Dica: Use nomes naturais: pessoa.joao, pessoa.maria. Automação com nome claro dá menos manutenção.2. Configure zonas úteis
Crie zonas para Casa, Trabalho, Escola e locais que realmente entram em automação. Defina coordenadas e raio com folga realista para GPS.
Dica: Zona demais vira ruído. Comece com duas ou três.3. Ajuste permissões no app Companion
No celular, permita localização em segundo plano. No Android, revise economia de bateria do app. No iOS, confirme permissão de localização contínua e atualização em segundo plano.
Dica: Se o app dorme, a casa descobre chegada atrasada.4. Crie automação de chegada com condições
Use estado da pessoa mudando para home como gatilho. Acenda luz externa se for noite, desligue alarme se houver confirmação segura e ajuste clima se alguém estiver a caminho.
Dica: Para segurança, combine geofencing com outro sinal.5. Crie automação de saída com atraso
Quando todas as pessoas ficarem not_home por 5 minutos, desligue luzes, reduza climatização e arme modo ausente. O atraso filtra oscilações de GPS.
Dica: Nunca arme alarme no mesmo segundo em que o último celular sai da zona.
Quando a casa deve entender que a família saiu: no portão, na esquina ou depois de 300 metros? Essa pergunta parece detalhe. Não é. Ela decide se o alarme arma cedo demais, se a luz acende com atraso ou se o ar-condicionado liga quando alguém só passou de carro na rua de trás.

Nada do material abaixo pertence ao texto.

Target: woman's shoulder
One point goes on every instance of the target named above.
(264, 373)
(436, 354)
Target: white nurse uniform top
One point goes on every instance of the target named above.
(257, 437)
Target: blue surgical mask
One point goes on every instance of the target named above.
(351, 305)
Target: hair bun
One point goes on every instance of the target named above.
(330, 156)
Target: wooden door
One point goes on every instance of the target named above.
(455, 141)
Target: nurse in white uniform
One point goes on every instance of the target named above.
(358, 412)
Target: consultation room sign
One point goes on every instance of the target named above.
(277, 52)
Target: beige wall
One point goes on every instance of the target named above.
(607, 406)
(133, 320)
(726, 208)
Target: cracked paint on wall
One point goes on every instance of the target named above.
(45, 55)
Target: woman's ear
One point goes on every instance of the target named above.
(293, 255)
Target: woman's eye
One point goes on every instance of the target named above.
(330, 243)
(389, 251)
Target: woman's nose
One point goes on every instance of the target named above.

Mito comum: basta criar a zona Casa e pronto. A realidade é mais chata. O Home Assistant depende do rastreador do celular, da entidade person, das permissões do app e do raio da zona. A documentação oficial descreve pessoas como entidades que podem ser ligadas a rastreadores e usadas em automações de chegada e saída; ou seja, pessoa e usuário não são a mesma coisa.
“A zona resolve tudo”#
Zona é só o perímetro. Se o raio for pequeno demais, o GPS oscila e a pessoa parece sair e voltar sem sair. Se for grande demais, a casa considera alguém presente antes do portão. Para apartamento em rua estreita, 100 a 150 metros costuma funcionar melhor que 25 metros. Para casa em condomínio, 200 metros pode fazer sentido.
“O celular sempre atualiza na hora”#
Não atualiza. Android e iOS economizam bateria com gosto. No app Companion, permissões de localização em segundo plano, sensores de localização e otimização de bateria precisam estar revisados. Sem isso, o Home Assistant só descobre que alguém chegou quando o celular acorda. Às vezes, tarde demais.

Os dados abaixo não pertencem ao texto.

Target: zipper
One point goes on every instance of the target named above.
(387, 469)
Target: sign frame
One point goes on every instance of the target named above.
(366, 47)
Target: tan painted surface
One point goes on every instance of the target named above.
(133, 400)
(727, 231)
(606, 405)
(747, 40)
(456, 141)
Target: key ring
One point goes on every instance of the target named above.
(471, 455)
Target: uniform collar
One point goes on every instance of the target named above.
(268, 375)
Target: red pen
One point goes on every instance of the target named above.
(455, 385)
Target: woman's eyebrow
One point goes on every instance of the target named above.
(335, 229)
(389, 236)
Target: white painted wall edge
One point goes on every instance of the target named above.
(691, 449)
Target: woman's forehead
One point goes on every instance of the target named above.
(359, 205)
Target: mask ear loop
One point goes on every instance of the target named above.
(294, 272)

“Toda automação de presença deve ser imediata”#
Para destrancar porta, nunca. Para ligar luz externa, pode. Para armar alarme, use atraso e condição: ninguém em casa por 5 minutos, portas fechadas e nenhum movimento interno recente. Geofencing é ótimo para contexto, não para decisão crítica sem confirmação.
“Pessoa e usuário são a mesma coisa”#
Usuário é login. Pessoa é presença. Uma pessoa pode ter um ou mais device_trackers: celular principal, tablet com GPS, roteador, BLE. O Home Assistant combina esses rastreadores para decidir o estado. Misturar usuário administrativo com rastreamento da família deixa o sistema confuso e mais exposto.
“O melhor gatilho é sempre entrar ou sair da zona”#
Às vezes, mudança de estado da entidade person é mais limpa. Em outras, gatilho de zona dá mais precisão. Para casa, eu prefiro entidade person mudando para home ou not_home. Para escola, trabalho e mercado, zona específica ajuda a criar regras de aviso e chegada.
O bom geofencing é discreto: acende a entrada, prepara a casa e arma segurança sem transformar cada deslocamento em relatório. Comece com duas zonas, Casa e Trabalho ou Escola, raio entre 100 e 200 metros, e atraso de 5 minutos para decisões de segurança.